О ЮНОСТИ И СТАРОСТИ.
     «Стоит вспомнить, как горды мы в юности. Эта гордость основана на сознании своей красоты и силы – если вы даже и не красивы и не сильны! Да, да, красоты и силы, так как молодость по существу красива и сильна». (Юрий Олеша, «Ни дня без строчки»).
     Одна из особенностей молодости – это, конечно, убеждённость в том, что ты – бессмертен – и не в каком-нибудь нереальном, отвлечённом смысле, а буквально: «никогда не умрёшь!». Безусловно, я никогда не умру, думал я в молодости. Пока я стану взрослым, пока пройдут годы, что- нибудь изобретут, что не даст людям умирать. Интересно, что бессмертие представлялось именно как результат какого-то открытия, изобретения. Какие-то большие машины, молнии тока шириной в дерево…». (Там же).
     «Одно из ощущений старения – это то ощущение, когда не чувствуешь в себе ростков будущего. Они всегда чувствовались; то один, то другой вырастали, начинали давать цвет, запах. Теперь их совсем нет. Во мне исчезло будущее!». (Там же).
     «Меня того, прежнего, юного, уже нет. Я не сохранился. Карандаш исписался. А плохие стихи, нацарапанные на бумаге, лёгкой, как пепел,– вот они!– остались. Разве это не чудо!». (Валентин Катаев, «Трава забвения»).
     «Человек в своей суете из года в год становится всё более утомительным, истеричным, надоедает природе и здравому смыслу. Пора на свалочку. Ничего не жалко – ни славы, ни внешнего вида… Жалко вот, когда стареет хороший механизм». (Василий Павлович Аксёнов, «Скажи изюм»).
     «В старости главное – чувство достоинства». (Фаина Раневская, «Судьба-шлюха. Воспоминания»).
     «Старухи, по моим наблюдениям, часто не обладают искусством быть старыми. А к старости надо добреть с утра до вечера!». (Там же).
     «Молодые мечтают о будущем, я же, поскольку будущего мне отпущено не так уж и много, стремлюсь вернуться к истокам, погружаясь в своё прошлое». (Шарль Азнавур, «Прошлое и будущее»).

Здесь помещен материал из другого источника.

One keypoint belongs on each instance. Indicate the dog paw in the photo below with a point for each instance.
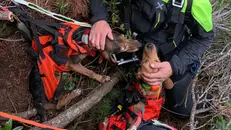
(105, 78)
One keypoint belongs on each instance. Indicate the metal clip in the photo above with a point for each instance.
(178, 4)
(123, 61)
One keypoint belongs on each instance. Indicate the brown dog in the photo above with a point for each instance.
(149, 57)
(118, 45)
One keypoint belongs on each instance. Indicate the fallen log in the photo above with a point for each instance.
(26, 115)
(67, 98)
(66, 117)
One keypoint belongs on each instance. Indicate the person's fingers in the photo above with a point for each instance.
(97, 40)
(92, 39)
(154, 83)
(110, 36)
(102, 41)
(156, 65)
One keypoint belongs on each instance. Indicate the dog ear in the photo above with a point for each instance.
(103, 55)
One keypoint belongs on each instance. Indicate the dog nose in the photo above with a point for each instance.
(138, 44)
(150, 46)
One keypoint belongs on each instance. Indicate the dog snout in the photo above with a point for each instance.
(150, 46)
(138, 44)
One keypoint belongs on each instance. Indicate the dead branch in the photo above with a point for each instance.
(84, 105)
(67, 98)
(25, 115)
(193, 112)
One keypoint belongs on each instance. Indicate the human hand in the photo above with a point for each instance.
(98, 34)
(164, 72)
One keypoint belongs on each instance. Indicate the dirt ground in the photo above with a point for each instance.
(15, 67)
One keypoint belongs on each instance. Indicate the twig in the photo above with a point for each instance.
(26, 115)
(193, 112)
(11, 102)
(12, 40)
(84, 105)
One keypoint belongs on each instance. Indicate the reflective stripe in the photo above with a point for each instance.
(85, 39)
(185, 6)
(166, 1)
(174, 43)
(158, 20)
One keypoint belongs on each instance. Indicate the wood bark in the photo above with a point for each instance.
(66, 117)
(25, 115)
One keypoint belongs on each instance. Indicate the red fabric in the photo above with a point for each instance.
(48, 67)
(112, 122)
(153, 104)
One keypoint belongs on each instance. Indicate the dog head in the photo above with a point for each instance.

     «Наступает возраст, когда ловишь себя на том, что осенью с умилением глядишь на листья деревьев, которые постепенно краснеют, желтеют, а затем опадают, уносимые порывами ветра. Вот в этом-то возрасте и начинаешь считать те немногие годы, что тебе отпущены для жизни!». (Там же).
О СУДЬБЕ
     «Каждому из нас задан урок, который должно выполнить до своего смертного часа». (Вениамин Каверин, «Перед зеркалом»).
     «Как странно распоряжается судьба! На самом-то деле у неё всё рассчитано, всё предопределено, а нам кажется, будто всё случайно, что просто случайности бывают счастливые и несчастливые, и задача сводится к тому, чтобы, навострившись, избегать последних, и наслаждаться первыми». (Булат Окуджава, «Упразднённый театр».
     «Как бы то ни было, полезно прочувствовать – и чем раньше, тем лучше,– что действительность мало зависит от факта твоего существования. Достигнешь ли ты того, к чему стремишься, или не достигнешь, будешь ли ты счастлив или не будешь, мир… к твоей судьбе вполне равнодушен, он готов обойтись без тебя. Кто на это обижается, тому ничем нельзя помочь». (Аркадий Райкин, «Без грима. Воспоминания»).
     «Я – сперматозоид. Я извергаюсь в жизнь, но не один, а в составе двухсотмиллионной толпы таких же ничтожных хвостатых головастиков, как и я. И попадаем мы сразу не в тепличные условия, а в кислотно-щелочную среду, в которой выжить дано только одному. И вот все двести миллионов вступают в борьбу за это одно место. И все, кроме одного, гибнут. А этот один превращается в человека. Рождаясь, он думает, что он единственный в своём роде, а оказывается, что он опять один из двухсот миллионов». (Владимир Войнович, «Москва 2042»).
     «…благоразумие неблагоразумно. Сегодня ты боишься простудиться, а завтра на тебя кирпич упал, и тогда какая разница, был ты простужен или нет?». (Там же).
     «От многочисленных ударов [судьбы] у меня до сих пор осталось несколько синяков на душе и физиономии, а уж сколько было артистически исполненных пинков под зад!». (Шарль Азнавур, «Прошлое и будущее»).
     «В сутолоке жизни всегда найдётся человек, на чьей руке нет линии удачи». (Там же).
ОБ ИССКУСТВЕ, МУЗЫКЕ, ЛИТЕРАТУРЕ И ПОЭЗИИ.
     «Обкатанное, благополучное существование не может превратиться в искусство, потому что надо отдавать жизнь…не даренную, а выстраданную». (Вениамин Каверин, «Перед зеркалом»).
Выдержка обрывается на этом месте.